What most people don't realize is that Keynesian ('pump priming' by the government spending to initiate consumer spending and hence more investment, jobs, etc.) has been used effectively by both parties since the FDR days. But we use a variation of its original version, 'Military Keynesianism', but for better or worse it works. While Europeans were able to use it properly, mainly on social spending (as John Maynard Keynes intended), here in the US we have to add our Keynesian social spending on top of our military (over) spending. And it is a medicine abused by both parties. It is intended as a counter cyclical response by a government to a business cycle downturn – restoring demand for goods and services. But it has become like an antibiotic ever less effective due to overuse. Yet it still works somewhat. What do you think got us out of the plummeting GDP numbers in 2009?

Republicans in their heart of hearts know it works it, too. That's why when they get in the Deficit is suddenly not a problem, and they spend like there is no tomorrow. Obama inherited the worse economic downturn in 80 years (and debts from Bush's II's  criminal irresponsibility) and suddenly the Deficit mattered again. Of course it always mattered but it supposed to be paid down in good times. Clinton in the 1990s at least moved in that direction. The very worse thing to do now is go into an austerity mode – exactly what we seem to be headed for what with the sequestration idiocy and Obama's move towards 'splitting the difference' with Repubs. Always keep in mind the Repubs love  hard times with a Demo is in the White House. The Progressive Caucus's budget has zero chance of passage but it should have been used to be define Obama's starting point in the bargaining process. Yet only 84 Democrats in the House voted for it. Instead Obama is talking bout 'chained CPI' and other initial concessions – typical of Obama.  David Brooks appears to be a is a closet Obama supporter. His column blasting the Progressive Caucus's budget proposal effectively is a roundabout way of supporting Obama's caving into the premises that feed Republicans' position on the economy.
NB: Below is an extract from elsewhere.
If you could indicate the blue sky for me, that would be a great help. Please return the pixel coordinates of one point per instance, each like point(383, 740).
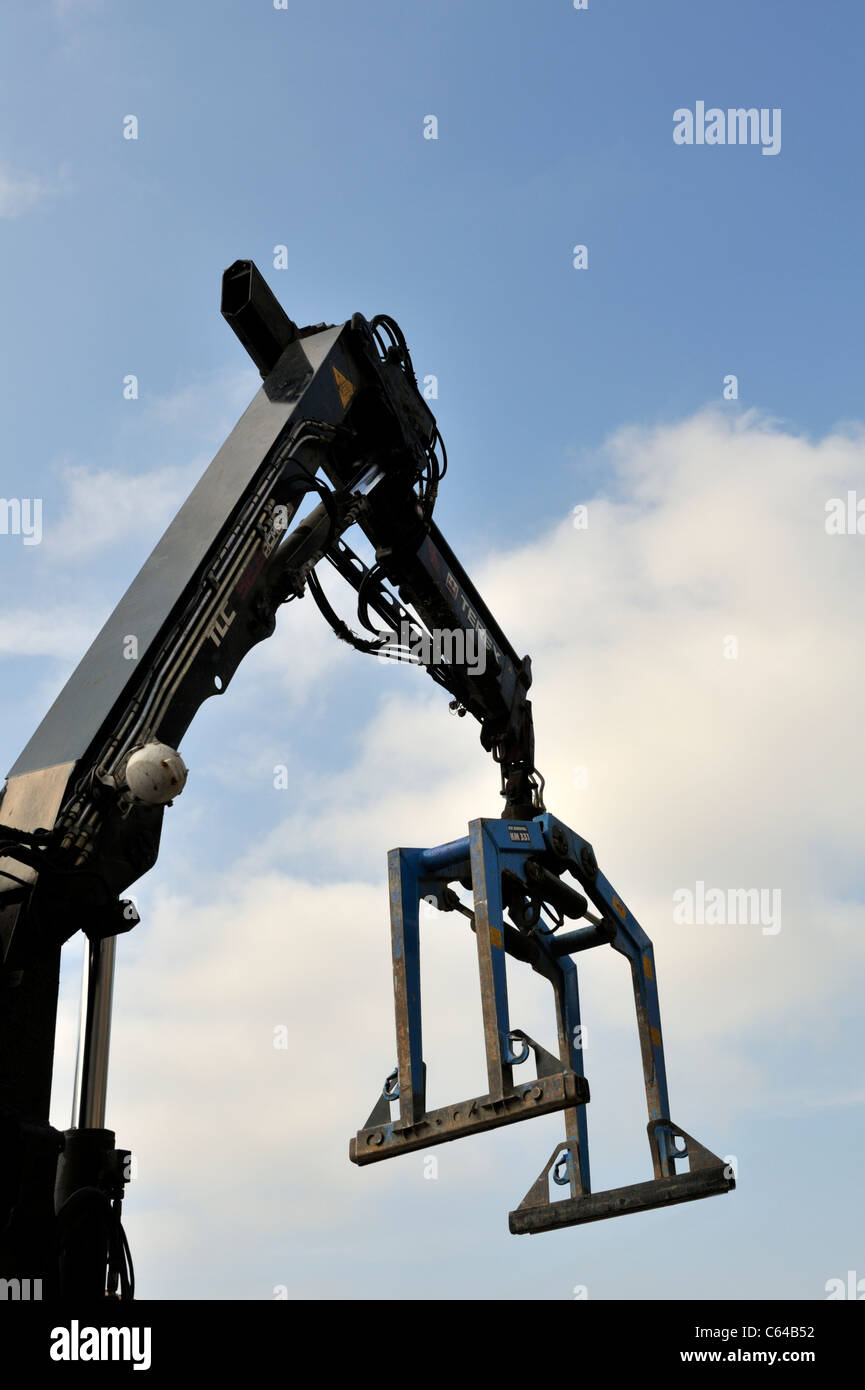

But on a deeper level, that is globally, we are in more serious trouble than most people realize. While Keynesian counter-cyclical spending worked to pull us of the nosedive of our recent Great Recession and is still indicated with lingering high unemployment, globally there are troubling currents at play. Deficit spending can forestall a single developed capitalist economy from its main internal contradictions – over overcapacity. But what if we are approaching global overcapacity? How can you have Keynesian deficit spending globally? There will never be an inadequate demand for the necessities (food, water, housing,medical care) not with a large portion of the world's population living in abject poverty. But how much discretionary income driven consumption can there be on (planned perpetually obsolescent) electronic devices, consumer durables like cars and washer/dryers, etc. or the real biggie, housing, if the global oligopolies continue to keep driving down wages battering the only socio-economic class that both wishes to and can afford to buy beyond there absolute need? Besides possible overcapacity in China, globally we are still reeling from the banker/middle class real estate speculation that pumped up the huge housing bubble in southern Europe and the US. But now we discover the Peoples Republic of China, the poster child state-capitalism, cheap labor and skyrocketing growth rates in fact has been pumping up a huge real estate bubble themselves. It appears to be all a house of cards!

Could it be that very rich have given up on capitalism, too? And their dysfunctional policy nostrums (government austerity in midst of recessions, insistence on tax cuts that further drain the already depleted government coffers leading to further infrastructure decay, destruction of the middle class through anti union and labor outsourcing) are only a means accumulate enough wealth to survive some coming apocalypse. This as the oligarch sponsored US Republican Party stands firmly in the way of dealing with catastrophic fossil fuel related climate change. Could be that they only pretend to believe their naive libertarian laissie faire nonsense that they incessantly spout, and they really are just trying to amass enough wealth to build fortresses to survive the coming global environmental, social and economiccollapse they see (and are helping bring about) coming?